Missouri lawmakers were told in 1997 that Historic Preservation Tax Credits (HPTC) would cost the state about $14.3 million a year.

But last year, State Auditor Tom Schweich reported Tuesday, the program had “approximately $79 million in redemptions” and — with some years having over $100 million in redemptions — has cost the state more than $1.1 billion over the last decade.

“While the goals of the program are laudable in some respects,” the 27-page audit reports on its Citizens Summary page, “the state’s HPTC program is an inefficient use of state resources.

“Only 49 cents to 85 cents of every tax credit dollar issued actually goes toward rehabilitation costs.”

Missouri created its state program as a supplement to the federal program created in 1976, to provide incentives for redeveloping — rather than demolishing — residential and commercial historic structures throughout the state.

“There is no dispute the Historic Preservation Tax Credit has been a significant factor in helping rehabilitate hundreds of the state’s historic properties,” Schweich’s audit begins. “However, Missouri’s historic preservation program is the largest in the nation (and) has a statutory annual limit that is so high that it does not contain actual spending.”

Last year, the HPTC was Missouri’s third most expensive tax credit program, behind low income housing and property tax credits.

But, the audit said, the $140 million per year cap lawmakers put on the program in 2009 could be cut almost in half — to $75 million a year — and still be the nation’s most expensive.

“It is very difficult to measure the value of a retained historic structure,” Deputy Auditor Harry Otto told the News Tribune Tuesday afternoon. “How do you put a value on that?

“What’s it worth to you to be able to go down Main Street and see buildings that would, otherwise, have been destroyed?”

He acknowledged the tax credit has been helpful in preserving business districts in a number of Missouri communities, and in helping residential neighborhoods maintain a historic flair rather than becoming a hodge-podge of different building styles.

But, Otto noted, the auditor’s staff found several examples of well-to-do people using the tax credit as a small part of an expensive residential rehabilitation that likely would have occurred anyway.

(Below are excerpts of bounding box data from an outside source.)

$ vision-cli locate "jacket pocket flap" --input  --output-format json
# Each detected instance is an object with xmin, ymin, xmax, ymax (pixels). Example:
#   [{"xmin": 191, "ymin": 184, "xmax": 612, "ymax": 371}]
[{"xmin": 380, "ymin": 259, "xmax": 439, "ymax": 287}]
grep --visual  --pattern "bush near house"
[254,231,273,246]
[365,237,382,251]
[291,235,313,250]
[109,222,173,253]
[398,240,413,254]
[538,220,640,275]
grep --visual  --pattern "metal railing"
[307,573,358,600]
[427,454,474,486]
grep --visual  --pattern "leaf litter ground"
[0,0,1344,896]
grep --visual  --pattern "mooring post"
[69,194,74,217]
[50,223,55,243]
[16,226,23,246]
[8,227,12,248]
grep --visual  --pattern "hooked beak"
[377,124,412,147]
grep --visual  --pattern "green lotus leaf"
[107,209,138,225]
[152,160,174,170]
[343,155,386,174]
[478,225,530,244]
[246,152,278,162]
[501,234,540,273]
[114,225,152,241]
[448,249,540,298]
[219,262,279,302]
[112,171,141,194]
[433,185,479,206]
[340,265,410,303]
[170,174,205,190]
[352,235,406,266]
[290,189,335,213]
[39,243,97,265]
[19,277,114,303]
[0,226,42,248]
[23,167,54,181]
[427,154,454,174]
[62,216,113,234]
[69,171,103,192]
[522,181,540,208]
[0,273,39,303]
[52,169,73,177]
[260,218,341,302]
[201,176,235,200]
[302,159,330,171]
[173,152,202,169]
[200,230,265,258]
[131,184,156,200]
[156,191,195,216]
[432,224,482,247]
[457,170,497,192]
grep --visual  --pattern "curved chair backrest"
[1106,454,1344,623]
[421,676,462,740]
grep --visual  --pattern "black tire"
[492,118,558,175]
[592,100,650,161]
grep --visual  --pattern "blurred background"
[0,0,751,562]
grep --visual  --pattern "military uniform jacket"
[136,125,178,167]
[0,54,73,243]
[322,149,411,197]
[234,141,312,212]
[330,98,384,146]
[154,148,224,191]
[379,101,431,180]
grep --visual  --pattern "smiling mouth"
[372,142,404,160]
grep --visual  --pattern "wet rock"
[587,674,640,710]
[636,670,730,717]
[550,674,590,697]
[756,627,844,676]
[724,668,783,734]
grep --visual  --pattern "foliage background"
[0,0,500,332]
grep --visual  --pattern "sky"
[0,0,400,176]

“The saving grace of the residential program is there’s a per-unit limit of $250,000,” he said. “So, it can’t get so far out of whack that it all becomes single-family residential, as opposed to a commercial building that has a lot of historical significance to it.”

The report encourages lawmakers to review the suggestions Gov. Jay Nixon’s Tax Credits Commission made in 2010 and again in December 2012.

“They really drilled into this,” Otto explained.

As with the low income housing tax credits report Schweich released a couple weeks ago, the historic preservation report said the program would be more efficient if its credits were refundable, or if the program were done by direct appropriation rather than tax credits which must be reported as taxable income.

“That eats away from the benefit,” Otto said, adding the direct appropriation idea “would have more net benefit to the state” because the developer would have more money to invest in the project.

Although they’re not violating any laws or rules, the audit also suggested that the Economic Development department do more site visits rather than relying only on photographs to see how a project is going after tax credits have been awarded.

And, as with other recent audits, Schweich and his staff encouraged lawmakers to make sure the historic credits program has a “sunset,” so the Legislature can review it from time to time and decide if the program still is needed.

The current law is ongoing, with no legislative review process.